Re: Switch Hitting
> As a senior college SS, I did not begin to switch-hit until I was 22 years old. There are many more factors that go into switch-hitting than many people on this particular forum know, or think they know. Most wouldn't know unless they actually had the capability to switch-hit, or learn to (which is possible). I will not begin to get into them all (the factors), although please email me with any questions you have. Ever notice that most switch-hitters throw right-handed? They are right-hand dominant AND right-eye dominant. Usually, and simply, your dominant "eye" plays a key role in being able to switch-hit. If your are right-hand dominant and right-eye dominant, you probably have a good chance at excelling as a left-handed hitter. Personally, I batted right-handed against all pitchers (suceeding against LHP's) until I realized my dominant eye was not actually facing the pitcher vs. RHP's. It is much easier for a right eye dominant, right-handed hitter to hit a left-handed pitcher. "Experts" talk about how all of the major-league switch-hitters hit better left-handed and are so much better against RHP. Well.. it's not hard to figure out, MOST pitchers are RHP and therefore, the MOST HR's/success is going to come batting left-handed. Also, there is more room for failure batting right-handed, with less at-bats to work with. Plus, all switch-hitters actually do see LHP's less often, naturally increasing the LHP's odds against a switch-hitter batting right-handed.

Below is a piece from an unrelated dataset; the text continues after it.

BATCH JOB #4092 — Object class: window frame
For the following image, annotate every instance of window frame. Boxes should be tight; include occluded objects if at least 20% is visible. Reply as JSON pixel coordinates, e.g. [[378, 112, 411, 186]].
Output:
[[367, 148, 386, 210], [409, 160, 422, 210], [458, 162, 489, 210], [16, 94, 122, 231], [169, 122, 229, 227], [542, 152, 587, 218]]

Im 15 im ont he HS team n we hit bp very often were jv so we get soft toss n we take about 500 swings a day so the other day i decided that this was getting me no where so i decided to pick up switch hitting it feels more natual a week in and i hit live pitching today (not fast jsut BP) i am playing another league to work on facing live pitcher for switch hitting. Is this a good plan? should i do more?